Il giovane disoccupato non deve aver superato il limite di età di 36 anni al momento della richiesta.
Nel caso che la sturtup viene accettata il finanziamento erogato è nella misura del 50% a fondo perduto, ossia nessuna restituzione della somma da parte del richiedente; mentre per la restante parte (cioè per il rimanente 50%) l’ente/agenzia finanzierà il giovane imprenditore tramite un finanziamento della durata di 3 anni.
La cifra che si può chiedere per la startup va da da circa 26mila euro (salvo aggiornamenti) per il lavoro autonomo e 130mila euro per la microimpresa.

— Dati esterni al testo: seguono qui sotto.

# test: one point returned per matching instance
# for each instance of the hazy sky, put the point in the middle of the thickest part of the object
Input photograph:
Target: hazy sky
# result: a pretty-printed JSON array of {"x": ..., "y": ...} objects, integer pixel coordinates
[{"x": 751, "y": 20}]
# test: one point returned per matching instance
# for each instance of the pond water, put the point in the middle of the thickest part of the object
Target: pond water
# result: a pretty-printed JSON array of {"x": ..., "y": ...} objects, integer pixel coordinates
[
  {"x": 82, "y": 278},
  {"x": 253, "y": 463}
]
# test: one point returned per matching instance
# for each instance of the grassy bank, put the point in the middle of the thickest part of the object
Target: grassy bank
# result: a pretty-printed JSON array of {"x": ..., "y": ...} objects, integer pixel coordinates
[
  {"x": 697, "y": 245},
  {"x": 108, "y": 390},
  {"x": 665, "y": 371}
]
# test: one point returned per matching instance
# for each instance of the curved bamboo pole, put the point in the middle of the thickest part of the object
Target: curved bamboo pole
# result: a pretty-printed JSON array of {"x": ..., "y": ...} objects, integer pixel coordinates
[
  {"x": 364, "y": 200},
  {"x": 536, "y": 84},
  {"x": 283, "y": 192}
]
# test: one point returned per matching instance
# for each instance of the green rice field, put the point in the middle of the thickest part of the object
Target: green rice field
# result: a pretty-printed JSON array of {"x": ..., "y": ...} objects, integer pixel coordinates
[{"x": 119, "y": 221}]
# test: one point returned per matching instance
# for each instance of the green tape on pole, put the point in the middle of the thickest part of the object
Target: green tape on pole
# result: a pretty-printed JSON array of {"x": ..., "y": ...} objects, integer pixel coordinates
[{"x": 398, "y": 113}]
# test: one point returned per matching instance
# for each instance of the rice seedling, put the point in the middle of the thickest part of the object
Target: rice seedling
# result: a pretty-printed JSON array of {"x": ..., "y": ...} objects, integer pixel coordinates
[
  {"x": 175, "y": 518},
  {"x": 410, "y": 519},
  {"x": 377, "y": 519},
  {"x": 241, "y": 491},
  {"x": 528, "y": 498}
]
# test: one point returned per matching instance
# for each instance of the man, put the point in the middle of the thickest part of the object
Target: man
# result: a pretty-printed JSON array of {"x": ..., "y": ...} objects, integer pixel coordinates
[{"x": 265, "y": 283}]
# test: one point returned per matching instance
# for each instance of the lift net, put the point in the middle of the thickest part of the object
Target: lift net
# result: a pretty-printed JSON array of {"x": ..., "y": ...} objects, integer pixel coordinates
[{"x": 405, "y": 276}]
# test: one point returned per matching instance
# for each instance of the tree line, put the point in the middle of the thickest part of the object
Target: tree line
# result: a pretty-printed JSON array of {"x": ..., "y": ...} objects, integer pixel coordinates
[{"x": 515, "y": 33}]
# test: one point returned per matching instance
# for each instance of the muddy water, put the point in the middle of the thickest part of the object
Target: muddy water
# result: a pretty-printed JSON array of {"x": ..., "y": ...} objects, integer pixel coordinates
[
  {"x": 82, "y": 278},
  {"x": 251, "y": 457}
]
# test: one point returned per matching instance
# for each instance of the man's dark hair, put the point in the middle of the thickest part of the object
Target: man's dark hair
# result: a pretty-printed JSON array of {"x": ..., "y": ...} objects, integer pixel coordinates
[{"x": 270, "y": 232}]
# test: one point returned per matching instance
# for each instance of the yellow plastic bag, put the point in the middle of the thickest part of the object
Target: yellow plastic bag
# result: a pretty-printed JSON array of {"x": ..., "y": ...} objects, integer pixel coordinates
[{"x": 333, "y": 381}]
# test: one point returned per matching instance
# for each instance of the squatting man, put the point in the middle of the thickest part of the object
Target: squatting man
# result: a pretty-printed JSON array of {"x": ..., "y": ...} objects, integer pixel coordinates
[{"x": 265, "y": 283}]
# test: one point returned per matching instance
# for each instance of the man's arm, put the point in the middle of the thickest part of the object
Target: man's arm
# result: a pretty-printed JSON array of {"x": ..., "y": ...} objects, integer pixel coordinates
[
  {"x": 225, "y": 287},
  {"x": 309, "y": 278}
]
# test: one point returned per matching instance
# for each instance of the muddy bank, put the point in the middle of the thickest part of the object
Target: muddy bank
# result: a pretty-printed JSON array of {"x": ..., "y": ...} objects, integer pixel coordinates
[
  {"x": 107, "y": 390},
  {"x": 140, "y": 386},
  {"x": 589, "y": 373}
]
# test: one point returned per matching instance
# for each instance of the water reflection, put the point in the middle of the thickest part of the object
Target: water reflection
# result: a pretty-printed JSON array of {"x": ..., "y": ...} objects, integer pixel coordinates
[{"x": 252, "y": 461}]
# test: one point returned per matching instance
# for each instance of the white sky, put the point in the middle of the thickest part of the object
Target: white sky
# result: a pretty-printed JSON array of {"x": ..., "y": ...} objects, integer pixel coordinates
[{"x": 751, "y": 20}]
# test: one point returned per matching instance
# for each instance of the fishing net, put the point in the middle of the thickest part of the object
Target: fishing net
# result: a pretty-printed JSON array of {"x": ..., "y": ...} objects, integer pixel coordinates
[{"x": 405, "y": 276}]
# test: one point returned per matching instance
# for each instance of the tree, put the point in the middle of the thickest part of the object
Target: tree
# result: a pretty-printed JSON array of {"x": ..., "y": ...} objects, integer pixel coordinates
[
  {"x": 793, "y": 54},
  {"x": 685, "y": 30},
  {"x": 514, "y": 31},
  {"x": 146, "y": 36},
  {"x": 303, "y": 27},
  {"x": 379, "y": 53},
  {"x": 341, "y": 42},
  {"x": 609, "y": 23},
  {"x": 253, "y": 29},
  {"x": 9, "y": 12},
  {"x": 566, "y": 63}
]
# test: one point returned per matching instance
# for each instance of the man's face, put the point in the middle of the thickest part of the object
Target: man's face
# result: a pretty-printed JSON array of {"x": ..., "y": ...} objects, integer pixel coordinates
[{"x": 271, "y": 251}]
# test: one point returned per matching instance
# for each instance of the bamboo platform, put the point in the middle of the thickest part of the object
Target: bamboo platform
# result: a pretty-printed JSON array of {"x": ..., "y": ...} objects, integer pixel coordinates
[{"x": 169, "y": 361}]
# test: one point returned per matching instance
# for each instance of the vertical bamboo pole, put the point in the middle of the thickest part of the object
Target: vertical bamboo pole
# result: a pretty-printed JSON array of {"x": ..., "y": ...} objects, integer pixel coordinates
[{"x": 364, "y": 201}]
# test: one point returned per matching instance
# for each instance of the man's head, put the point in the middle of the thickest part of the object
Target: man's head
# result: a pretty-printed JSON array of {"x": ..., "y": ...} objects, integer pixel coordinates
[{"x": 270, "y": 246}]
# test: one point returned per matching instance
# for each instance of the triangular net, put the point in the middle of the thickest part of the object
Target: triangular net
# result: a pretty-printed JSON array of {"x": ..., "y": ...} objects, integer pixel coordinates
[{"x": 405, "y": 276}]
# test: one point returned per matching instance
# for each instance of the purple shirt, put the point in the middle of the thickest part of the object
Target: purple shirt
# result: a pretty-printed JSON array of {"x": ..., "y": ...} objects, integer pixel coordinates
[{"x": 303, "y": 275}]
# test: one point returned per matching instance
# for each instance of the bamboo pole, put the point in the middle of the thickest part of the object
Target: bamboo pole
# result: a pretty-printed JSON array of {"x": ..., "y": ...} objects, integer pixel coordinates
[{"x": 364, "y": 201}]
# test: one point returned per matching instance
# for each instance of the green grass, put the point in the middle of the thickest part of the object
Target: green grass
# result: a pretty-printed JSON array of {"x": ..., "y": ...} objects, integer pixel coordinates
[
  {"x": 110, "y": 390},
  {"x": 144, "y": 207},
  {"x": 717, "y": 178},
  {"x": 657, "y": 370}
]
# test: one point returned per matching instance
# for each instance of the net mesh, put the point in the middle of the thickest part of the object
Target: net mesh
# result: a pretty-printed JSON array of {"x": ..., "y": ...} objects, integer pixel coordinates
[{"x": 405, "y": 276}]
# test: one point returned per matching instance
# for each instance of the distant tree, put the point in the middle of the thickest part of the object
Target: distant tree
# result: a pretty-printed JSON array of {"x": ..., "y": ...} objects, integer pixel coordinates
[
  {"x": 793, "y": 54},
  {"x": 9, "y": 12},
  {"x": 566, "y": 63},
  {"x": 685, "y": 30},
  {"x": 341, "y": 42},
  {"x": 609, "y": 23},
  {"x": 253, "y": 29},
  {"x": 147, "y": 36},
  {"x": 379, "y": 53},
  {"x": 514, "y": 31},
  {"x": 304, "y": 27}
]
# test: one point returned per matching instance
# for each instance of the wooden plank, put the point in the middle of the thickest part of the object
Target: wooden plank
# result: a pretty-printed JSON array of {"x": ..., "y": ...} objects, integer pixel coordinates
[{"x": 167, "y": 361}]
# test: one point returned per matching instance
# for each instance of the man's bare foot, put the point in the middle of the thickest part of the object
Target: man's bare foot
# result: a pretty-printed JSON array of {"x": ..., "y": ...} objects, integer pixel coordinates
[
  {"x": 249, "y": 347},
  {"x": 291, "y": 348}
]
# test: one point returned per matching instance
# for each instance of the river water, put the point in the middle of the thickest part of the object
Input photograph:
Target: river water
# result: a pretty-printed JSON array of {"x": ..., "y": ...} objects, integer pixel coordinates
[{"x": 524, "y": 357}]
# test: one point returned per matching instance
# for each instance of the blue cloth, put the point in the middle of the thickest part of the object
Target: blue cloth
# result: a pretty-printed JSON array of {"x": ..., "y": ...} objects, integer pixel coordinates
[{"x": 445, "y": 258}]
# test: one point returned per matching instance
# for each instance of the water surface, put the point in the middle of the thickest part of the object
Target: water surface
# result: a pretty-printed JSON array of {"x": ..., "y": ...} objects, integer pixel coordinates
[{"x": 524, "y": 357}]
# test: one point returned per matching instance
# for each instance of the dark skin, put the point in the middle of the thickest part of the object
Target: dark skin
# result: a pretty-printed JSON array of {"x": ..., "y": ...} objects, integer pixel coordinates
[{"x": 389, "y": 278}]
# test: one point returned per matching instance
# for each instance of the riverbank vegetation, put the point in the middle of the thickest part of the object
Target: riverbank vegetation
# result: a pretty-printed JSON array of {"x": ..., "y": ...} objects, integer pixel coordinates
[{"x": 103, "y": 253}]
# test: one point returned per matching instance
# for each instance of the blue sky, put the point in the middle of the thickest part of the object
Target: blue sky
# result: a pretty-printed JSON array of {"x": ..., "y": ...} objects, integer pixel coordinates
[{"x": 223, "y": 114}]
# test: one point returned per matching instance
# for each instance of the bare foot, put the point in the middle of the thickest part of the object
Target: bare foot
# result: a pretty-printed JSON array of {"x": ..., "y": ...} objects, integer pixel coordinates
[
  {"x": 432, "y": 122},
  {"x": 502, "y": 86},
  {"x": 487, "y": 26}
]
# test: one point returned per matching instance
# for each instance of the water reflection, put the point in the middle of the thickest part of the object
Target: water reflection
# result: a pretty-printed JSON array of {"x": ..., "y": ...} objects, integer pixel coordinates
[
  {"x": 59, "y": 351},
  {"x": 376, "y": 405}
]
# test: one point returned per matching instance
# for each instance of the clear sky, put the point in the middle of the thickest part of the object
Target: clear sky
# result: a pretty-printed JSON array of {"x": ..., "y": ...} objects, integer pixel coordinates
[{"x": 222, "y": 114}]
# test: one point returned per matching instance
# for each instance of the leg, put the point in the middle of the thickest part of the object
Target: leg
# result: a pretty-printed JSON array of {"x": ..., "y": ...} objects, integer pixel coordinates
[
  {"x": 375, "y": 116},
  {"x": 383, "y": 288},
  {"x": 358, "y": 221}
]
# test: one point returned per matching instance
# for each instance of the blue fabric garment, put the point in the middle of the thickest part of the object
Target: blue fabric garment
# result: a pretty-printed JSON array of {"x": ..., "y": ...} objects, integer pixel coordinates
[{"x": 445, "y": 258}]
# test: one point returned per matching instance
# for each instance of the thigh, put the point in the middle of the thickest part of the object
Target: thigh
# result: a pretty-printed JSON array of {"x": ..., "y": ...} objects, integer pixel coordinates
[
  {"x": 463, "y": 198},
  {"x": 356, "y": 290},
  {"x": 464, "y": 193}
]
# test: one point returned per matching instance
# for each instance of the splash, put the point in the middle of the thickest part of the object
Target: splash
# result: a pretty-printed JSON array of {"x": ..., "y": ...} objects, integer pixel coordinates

La Legge 215/92 stabilisce i criteri per il finanziamento agevolato per l’imprenditoria femminile cioé le società cooperative e di persone costituite in misura non inferiore al 60% da donne, quelle di capitali le cui quote di partecipazione spettino in misura non inferiore ai due terzi a donne ed i cui organi di amministrazione siano costituiti per almeno i due terzi da donne e le imprese individuali gestite da donne.
Fonte [1] Wikipedia
Nota di redazione
La nostra agenzia di stampa, nata nel 1996, presentò ad un ente della Regione Toscana il suo progetto sul quale, dopo esser stato valutato non venne accettato; di solito l’ente o la regione o la provincia erogano finanziamenti a “fondo perduto” per sviluppare una particolare area sottosviluppata favorendo la nascita di nuove attività imprenditoriali o per favorire l’assunzione di particolari categorie di lavoratori o per potenziare e consentire uno sviluppo idoneo ad aziende ed imprese di un determinato settore (agricoltura, imprese artigiane, settore turistico ecc.). La nostra agenzia presentò a quell’ente due progetti: uno dedicato all’agricoltura biologica ed un’altro dedicato al turismo eco-compatibile. Ebbene, dopo aver ricevuto il diniego, la beffa: trascorso qualche mese i contenuti dei nostri progetti di startup furono interamente copiati ed anche presentati (faccia di culo) alla stampa locale (abbiamo documentazione). Per fortuna quei dirigenti sono morti di vecchiaia, altrimenti i finanziamenti a fondo perduto, i quali rappresentano uno strumento particolarmente interessante, non sarebbero stati erogati in questi anni ad altri fortunati giovani. La nostra esperienza, vuol essere però un monito per coloro che cercano finanziamenti in grado di supportare la realizzazione della loro Impresa nelle fasi di progettazione. D’altronde come dimenticare le frasi di quei dirigenti ? Vi lasciamo commentare le loro risposte:”A chi è intestata la vostra casa di abitazione?” – “Di quale partito fate parte?” – “Dovete impiegare minimo 12 persone nella redazione, se volete aprire una agenzia di stampa a Firenze”.